* Will not propose dividend for 2018/19
* Adj EBIT seen stable in 2019/2020, net loss to widen
* Expects binding bids for elevator division next year
* Shares indicated down 4% (Recasts, adds details on results, pre-market shares and background)
ESSEN, Germany, Nov 21 (Reuters) - Thyssenkrupp on Thursday scrapped its dividend after its full-year net loss widened five-fold, raising pressure on new Chief Executive Officer Martina Merz to sell the group's elevator division as an operational turnaround seems distant.
The German conglomerate has been in decline over the past 18 months, suffering from four profit warnings and two failed attempts to restructure, triggering a decision to sell its best asset - elevators - in a last-ditch turnaround effort.

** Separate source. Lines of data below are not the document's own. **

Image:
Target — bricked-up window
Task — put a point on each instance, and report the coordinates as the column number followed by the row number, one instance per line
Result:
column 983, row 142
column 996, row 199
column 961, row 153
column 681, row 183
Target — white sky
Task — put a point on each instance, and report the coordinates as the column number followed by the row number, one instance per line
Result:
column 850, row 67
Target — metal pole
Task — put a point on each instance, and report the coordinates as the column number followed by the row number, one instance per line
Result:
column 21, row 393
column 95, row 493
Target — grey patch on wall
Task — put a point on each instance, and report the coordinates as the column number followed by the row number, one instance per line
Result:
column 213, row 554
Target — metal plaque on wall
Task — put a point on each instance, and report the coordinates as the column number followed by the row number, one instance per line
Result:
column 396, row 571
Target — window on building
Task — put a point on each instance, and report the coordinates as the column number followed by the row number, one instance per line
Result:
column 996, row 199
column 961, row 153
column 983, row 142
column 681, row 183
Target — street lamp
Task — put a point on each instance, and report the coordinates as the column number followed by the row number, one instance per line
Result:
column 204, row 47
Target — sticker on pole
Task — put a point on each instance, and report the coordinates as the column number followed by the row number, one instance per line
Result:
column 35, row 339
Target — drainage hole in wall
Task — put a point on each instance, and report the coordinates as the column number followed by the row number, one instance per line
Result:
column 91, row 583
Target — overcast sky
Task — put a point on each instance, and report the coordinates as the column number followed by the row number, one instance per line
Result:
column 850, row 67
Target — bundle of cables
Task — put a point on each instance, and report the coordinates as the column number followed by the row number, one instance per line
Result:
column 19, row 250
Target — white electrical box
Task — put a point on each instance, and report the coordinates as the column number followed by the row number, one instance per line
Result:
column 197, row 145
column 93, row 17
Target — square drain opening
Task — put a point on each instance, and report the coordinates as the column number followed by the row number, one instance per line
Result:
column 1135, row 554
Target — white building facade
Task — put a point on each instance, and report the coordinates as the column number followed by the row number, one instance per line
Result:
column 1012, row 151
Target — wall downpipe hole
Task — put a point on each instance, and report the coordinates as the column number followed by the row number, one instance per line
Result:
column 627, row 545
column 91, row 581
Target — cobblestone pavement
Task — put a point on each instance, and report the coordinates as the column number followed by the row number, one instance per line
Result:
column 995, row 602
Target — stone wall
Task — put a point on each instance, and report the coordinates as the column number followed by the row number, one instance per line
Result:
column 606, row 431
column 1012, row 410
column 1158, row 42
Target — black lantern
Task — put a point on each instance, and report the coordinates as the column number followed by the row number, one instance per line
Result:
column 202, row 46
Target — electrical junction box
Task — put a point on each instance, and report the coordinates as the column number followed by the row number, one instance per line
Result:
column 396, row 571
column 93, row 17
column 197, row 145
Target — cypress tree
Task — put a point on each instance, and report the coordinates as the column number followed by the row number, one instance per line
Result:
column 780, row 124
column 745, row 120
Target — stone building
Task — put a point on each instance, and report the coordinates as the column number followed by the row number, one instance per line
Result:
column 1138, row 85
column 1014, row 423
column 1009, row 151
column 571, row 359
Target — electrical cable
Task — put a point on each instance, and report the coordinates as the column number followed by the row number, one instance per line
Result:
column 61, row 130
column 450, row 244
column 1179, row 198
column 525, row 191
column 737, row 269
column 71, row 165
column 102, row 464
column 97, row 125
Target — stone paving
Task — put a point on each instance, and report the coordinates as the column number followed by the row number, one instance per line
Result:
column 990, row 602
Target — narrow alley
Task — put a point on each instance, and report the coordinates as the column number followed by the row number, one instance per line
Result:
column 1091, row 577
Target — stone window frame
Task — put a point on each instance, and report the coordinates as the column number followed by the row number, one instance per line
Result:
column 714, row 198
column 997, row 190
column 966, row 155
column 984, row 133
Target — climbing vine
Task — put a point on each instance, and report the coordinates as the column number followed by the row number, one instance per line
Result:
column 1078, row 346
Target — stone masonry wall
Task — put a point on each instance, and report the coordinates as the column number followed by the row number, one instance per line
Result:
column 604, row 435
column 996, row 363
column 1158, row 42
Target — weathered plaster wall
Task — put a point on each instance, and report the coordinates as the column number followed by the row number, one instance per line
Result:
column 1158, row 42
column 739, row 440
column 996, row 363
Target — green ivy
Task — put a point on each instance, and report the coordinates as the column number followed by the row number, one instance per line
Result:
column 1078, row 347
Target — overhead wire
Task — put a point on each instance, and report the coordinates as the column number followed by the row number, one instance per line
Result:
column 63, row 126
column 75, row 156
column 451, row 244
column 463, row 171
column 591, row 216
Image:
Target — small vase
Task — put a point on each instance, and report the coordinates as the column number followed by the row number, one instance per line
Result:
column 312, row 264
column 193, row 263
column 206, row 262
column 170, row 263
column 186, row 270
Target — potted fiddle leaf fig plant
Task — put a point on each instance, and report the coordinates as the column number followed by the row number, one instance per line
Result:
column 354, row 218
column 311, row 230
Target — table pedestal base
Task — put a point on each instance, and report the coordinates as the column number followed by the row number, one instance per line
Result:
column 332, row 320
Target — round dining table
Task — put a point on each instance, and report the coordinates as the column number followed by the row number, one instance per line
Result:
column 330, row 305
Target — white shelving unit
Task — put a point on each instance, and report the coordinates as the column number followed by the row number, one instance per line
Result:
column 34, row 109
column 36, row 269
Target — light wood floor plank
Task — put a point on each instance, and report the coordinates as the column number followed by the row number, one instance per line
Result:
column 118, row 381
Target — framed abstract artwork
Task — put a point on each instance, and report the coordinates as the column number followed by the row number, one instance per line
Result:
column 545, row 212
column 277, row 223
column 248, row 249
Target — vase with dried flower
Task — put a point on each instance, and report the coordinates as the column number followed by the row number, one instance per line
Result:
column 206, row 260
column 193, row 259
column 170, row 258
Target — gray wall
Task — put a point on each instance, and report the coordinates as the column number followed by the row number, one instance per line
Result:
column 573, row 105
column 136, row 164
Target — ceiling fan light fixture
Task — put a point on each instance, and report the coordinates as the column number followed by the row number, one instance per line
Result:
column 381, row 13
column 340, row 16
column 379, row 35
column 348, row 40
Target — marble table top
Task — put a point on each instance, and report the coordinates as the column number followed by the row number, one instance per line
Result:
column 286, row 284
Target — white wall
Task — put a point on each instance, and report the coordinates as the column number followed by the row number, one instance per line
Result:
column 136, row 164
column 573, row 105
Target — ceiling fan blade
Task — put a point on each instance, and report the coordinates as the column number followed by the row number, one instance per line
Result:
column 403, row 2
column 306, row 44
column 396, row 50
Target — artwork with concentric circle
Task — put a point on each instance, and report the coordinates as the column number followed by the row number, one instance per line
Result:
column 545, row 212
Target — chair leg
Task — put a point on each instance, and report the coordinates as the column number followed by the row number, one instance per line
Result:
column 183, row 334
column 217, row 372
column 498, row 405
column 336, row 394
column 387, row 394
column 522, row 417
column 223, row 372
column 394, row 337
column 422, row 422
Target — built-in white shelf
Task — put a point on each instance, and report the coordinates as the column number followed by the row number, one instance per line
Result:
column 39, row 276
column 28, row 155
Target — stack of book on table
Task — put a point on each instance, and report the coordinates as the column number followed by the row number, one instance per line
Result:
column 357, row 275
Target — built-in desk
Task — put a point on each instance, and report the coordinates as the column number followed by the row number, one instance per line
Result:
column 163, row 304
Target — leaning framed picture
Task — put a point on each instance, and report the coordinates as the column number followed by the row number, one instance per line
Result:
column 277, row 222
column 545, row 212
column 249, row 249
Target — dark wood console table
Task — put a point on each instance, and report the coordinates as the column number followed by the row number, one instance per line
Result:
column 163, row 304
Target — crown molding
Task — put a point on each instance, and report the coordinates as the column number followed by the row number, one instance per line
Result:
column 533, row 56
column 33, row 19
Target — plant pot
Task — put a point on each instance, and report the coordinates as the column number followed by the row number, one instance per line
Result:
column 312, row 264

Caused by operational weakness in its cyclical businesses as well as restructuring charges, Thyssenkrupp's net loss widened to 304 million euros ($337 million) in 2018-19, compared with 62 million euros in the prior year.
"The performance of many of our businesses is not satisfying," Merz said. "This is also due to the fact that necessary structural improvements and restructuring measures were not implemented with the necessary consequence."
The sprawling conglomerate, whose activities range from steelmaking to plantbuilding, said its adjusted operating profit would only remain stable in 2019/20 after it dived 44% in the last financial year to 802 million euros.
This is mainly due to limited visibility in cyclical areas such as the car sector - its largest client group - as well as materials, the company said, also pointing to geopolitical uncertainties.
For the first time in six years, the German conglomerate will also propose not to pay a dividend for 2018/19, while its net loss for the current business year is expected to widen further.
"Disastrous especially looking at the guidance even as weak operations is no surprise," a local trader said. "Merz now has to show how to put the ailing group back on track."
Shares in the group were indicated to open down 4% at 0654 GMT.
Merz, who has been in the job since Oct. 1, has been tasked with accelerating a turnaround started under her predecessor Guido Kerkhoff, who got the boot in September after just 14 months at the helm.
Hopes to ease the balance sheet pressure now lie with the group's effort to sell its prized elevator division, which could be valued at up to 17 billion euros, and which Thyssenkrupp said will draw binding bids next year.